(cross posted from But They Didn't Ask Me)
They say the first step is admitting you have a problem. Lady and gentleman who read my blog, I have a problem. I watch way too much television. Case and point: I visited Hulu.com as I often do when I have other things I should be doing and decided to give the pilot episode of SyFy's Haven a look-see.
I like Stephen King. I like Maine in theory. And while waiting for Fringe to return in the fall, I could use something reminiscent of The X-Files and every other crime fighting science fiction show ever. Plus, Haven has that one actor from Six Feet Under and 24 with the great goatee that I saw in Santa Monica the other weekend. Consider me sold.
The rest after the jump
Ten minutes into the pilot, our fish out of water FBI agent is having a somewhat heated conversation with the local police chief because this murder just isn't making any sense. That's when I recognize the police chief. He's the actor who played the coroner and title character in the Canadian crime show Da Vinci's Inquest.
He's a little grayer and puffier than when I last saw him bucking the system and fighting for his dead victims in Vancouver, but it's definitely him. Although I lived in Canada for several years, the only reason I know and love Da Vinci's Inquest is because my Canadian grandmother stumbled across it at 4pm everyday on A&E. The show was amazing, and not just because in Canada, the coroners are a cross between a homicide detective, American coroners who conduct autopsies, and judges who get to hold their own trials otherwise known as inquests. Every episode was reminiscent of Homicide: Life on the Street or Law & Order in it's prime when Sam Waterson aka A.D.A. Jack McCoy played the system anyway he could to get justice. And Da Vinci himself was a brilliant alcoholic misanthrope who could banter up and down a scene with his teenage daughter. Anyway, the show was amazing until Da Vinci got into politics, but back to the point-- this actor my grandma loves shows up in the middle of a crime scene on this new show Haven.

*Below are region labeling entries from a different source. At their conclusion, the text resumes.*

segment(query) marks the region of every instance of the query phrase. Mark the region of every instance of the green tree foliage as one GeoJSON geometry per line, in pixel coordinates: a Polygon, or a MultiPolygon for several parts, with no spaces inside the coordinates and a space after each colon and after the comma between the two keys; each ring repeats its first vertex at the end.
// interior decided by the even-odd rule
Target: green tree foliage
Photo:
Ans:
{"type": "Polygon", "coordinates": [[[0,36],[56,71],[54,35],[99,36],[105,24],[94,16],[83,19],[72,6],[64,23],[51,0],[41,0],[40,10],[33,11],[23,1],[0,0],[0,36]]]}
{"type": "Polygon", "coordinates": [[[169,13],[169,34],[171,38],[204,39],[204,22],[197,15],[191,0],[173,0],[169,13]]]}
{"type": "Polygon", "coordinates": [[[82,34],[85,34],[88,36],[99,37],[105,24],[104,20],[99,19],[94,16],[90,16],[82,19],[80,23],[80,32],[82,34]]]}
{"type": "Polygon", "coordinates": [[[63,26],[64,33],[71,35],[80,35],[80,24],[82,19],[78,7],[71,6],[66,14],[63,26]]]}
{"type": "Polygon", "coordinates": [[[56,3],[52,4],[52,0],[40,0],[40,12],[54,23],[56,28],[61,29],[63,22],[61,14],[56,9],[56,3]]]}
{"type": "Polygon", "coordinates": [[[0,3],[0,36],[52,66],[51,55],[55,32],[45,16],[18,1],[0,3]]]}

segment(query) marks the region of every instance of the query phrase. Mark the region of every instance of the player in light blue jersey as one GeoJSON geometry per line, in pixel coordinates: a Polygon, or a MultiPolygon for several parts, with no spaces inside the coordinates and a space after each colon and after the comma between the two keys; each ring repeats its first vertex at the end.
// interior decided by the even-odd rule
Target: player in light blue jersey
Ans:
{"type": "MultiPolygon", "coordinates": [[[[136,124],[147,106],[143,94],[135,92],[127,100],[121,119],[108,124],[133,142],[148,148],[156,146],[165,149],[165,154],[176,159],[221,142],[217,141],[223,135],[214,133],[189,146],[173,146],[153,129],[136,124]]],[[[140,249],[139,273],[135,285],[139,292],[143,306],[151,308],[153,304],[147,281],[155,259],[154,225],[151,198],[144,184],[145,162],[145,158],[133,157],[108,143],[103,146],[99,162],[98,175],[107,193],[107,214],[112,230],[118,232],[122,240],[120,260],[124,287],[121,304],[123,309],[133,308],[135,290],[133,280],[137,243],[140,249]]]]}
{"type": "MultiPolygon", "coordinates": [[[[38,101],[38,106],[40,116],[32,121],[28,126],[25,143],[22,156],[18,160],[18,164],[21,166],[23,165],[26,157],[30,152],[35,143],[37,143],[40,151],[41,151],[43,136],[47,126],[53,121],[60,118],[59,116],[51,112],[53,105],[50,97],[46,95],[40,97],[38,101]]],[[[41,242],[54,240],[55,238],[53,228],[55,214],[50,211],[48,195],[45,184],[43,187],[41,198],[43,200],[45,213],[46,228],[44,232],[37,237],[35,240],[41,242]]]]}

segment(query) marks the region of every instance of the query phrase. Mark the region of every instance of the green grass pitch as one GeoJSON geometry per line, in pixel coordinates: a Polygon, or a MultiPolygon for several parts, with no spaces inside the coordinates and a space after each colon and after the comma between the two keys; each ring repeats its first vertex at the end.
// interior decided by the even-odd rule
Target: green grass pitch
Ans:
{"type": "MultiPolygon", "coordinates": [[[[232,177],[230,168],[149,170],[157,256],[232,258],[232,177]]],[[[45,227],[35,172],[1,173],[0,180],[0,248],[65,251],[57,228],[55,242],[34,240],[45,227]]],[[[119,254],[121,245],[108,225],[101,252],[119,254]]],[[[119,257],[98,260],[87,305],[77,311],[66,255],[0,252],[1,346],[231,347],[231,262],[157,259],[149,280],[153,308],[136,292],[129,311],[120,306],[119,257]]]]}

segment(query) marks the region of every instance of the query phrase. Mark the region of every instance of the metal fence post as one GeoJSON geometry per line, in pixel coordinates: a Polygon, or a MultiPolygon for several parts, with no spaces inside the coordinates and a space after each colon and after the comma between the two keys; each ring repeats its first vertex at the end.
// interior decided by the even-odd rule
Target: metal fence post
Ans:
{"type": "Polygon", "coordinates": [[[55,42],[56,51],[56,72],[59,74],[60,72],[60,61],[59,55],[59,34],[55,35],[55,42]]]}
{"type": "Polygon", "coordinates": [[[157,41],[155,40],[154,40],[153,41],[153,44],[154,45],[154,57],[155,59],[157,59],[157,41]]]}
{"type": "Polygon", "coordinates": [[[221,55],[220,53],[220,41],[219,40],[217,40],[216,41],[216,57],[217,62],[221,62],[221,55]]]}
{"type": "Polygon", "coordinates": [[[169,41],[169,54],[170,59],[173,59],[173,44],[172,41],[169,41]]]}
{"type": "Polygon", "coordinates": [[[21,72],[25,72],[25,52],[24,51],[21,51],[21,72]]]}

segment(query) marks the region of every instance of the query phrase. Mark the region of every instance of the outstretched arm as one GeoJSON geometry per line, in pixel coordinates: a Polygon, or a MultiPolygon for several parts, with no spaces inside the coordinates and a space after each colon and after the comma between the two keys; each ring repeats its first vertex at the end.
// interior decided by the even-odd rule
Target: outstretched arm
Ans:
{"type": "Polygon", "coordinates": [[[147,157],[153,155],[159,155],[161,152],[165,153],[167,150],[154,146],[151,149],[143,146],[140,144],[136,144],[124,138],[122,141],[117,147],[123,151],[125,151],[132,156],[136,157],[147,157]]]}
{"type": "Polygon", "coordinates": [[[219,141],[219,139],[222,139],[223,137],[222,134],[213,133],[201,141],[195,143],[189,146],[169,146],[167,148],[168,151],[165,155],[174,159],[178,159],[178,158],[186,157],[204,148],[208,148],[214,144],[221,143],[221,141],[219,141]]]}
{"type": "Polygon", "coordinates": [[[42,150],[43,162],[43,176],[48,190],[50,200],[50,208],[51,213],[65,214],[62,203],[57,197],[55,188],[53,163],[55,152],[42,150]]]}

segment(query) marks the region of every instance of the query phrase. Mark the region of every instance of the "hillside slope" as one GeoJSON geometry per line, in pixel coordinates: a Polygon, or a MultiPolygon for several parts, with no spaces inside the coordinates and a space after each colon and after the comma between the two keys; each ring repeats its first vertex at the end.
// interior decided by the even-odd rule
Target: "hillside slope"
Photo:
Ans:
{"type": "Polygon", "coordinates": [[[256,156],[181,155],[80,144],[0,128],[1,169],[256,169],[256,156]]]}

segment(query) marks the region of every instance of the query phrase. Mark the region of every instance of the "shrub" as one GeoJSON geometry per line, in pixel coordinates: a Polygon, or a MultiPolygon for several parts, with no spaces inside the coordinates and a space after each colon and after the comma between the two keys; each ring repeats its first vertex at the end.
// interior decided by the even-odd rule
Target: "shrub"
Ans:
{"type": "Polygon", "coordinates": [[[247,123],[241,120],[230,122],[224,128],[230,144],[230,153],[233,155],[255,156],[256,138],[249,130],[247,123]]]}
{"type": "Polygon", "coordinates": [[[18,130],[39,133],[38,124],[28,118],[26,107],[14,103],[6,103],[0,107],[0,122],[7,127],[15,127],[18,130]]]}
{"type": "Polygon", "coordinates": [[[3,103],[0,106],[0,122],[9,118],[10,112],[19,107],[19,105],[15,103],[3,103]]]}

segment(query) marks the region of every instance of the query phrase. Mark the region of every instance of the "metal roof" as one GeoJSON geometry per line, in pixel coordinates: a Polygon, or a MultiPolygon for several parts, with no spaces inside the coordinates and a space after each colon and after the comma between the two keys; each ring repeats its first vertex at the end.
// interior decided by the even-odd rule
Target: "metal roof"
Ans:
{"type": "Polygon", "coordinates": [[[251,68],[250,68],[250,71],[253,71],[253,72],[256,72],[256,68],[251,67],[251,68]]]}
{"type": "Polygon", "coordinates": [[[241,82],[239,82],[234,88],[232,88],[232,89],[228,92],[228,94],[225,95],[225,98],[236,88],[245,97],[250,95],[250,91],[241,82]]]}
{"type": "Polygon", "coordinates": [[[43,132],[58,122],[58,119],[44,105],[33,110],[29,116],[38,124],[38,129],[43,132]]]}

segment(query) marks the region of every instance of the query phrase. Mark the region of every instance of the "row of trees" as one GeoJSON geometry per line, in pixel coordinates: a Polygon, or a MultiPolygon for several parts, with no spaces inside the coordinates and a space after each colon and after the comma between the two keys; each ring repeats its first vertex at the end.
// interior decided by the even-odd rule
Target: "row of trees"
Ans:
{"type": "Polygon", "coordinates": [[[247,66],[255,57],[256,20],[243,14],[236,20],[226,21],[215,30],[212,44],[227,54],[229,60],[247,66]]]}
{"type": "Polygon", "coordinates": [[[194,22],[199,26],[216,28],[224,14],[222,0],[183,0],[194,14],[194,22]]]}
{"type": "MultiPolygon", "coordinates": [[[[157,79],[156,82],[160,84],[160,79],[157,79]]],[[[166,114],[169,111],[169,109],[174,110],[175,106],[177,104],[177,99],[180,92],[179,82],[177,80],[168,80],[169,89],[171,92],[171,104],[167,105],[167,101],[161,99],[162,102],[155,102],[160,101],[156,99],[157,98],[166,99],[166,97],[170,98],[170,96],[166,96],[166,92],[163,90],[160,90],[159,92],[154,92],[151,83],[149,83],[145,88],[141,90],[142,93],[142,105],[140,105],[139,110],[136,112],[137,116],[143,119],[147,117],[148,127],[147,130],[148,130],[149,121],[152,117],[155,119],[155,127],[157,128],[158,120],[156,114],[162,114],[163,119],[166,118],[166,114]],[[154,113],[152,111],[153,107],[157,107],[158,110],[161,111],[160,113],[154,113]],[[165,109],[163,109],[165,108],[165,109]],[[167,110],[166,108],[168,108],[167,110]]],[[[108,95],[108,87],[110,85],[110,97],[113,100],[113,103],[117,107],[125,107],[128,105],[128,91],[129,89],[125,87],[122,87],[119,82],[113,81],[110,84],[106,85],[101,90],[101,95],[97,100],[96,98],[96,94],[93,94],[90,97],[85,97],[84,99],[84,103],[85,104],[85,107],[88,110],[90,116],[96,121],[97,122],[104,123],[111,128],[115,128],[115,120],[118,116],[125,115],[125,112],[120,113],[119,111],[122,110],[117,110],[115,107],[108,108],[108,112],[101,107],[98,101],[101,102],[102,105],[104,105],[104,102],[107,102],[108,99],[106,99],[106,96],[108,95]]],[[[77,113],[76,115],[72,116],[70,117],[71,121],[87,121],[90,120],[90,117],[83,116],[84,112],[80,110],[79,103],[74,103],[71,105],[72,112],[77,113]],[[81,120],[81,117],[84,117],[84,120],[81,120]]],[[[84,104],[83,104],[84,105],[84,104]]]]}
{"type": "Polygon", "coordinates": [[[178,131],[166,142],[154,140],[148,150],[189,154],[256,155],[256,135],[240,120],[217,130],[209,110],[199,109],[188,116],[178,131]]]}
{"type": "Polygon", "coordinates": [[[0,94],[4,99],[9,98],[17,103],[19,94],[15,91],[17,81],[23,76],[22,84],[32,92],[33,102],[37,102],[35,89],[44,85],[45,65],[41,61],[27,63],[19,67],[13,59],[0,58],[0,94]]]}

I immediately call my grandpa's cell phone, and when he answers and explains that they're out to lunch with some visiting family, I assure him it's an emergency and I need to talk to Grandma now. Very confused and a little concerned, she takes the phone, and I start heatedly describing to her what I've just witnessed. Da Vinci is on a new show that they absolutely have to start watching immediately, like during lunch if possible. You see, not only do I watch too much television, but I know far too much about other people's viewing habits. I know that my grandparents love procedurals, but especially the kind that are a little tongue in cheek and on the quirky side. Haven is set in Maine with an absurd recurring cast of locals and the occasional death or dismemberment is seen as puzzling and troubling rather than earth shattering, and that's perfect as they really enjoy something with a body count and a sense of humor a la the long dead Nash Bridges or more recently Castle.
Doesn't get much better than Don Johnson and Cheech
Except for maybe Nathon Fillion and... can we replace her with Cheech?
Grandpa also has a thing for young, pretty professional woman who are too smart and too sarcastic for their own good. This describes the blonde protagonist in Haven to a tee. And Grandma loves paranormal undertones, but nothing as frustrating or vague as the supernatural on a show like Lost. The strange phenomenon in Haven have a logical and clear if still fantastical explanation by every episode's end. PLUS, there's a recurring role played by Da Vinci! If the start of a television show tailor made for them isn't an emergency, I don't know what is!!!!
Grandma laughed, explained to visiting family what my call was about, and handed the phone back to Grandpa. Grandpa laughed and asked me to email him the name of the show and when it aired so he could record it on his DVR. A few days later, he emailed me back to say they loved it. Just as I was starting to feel proud of my recommendation, my television viewing prowess, it hit me. I watch way too much damn television.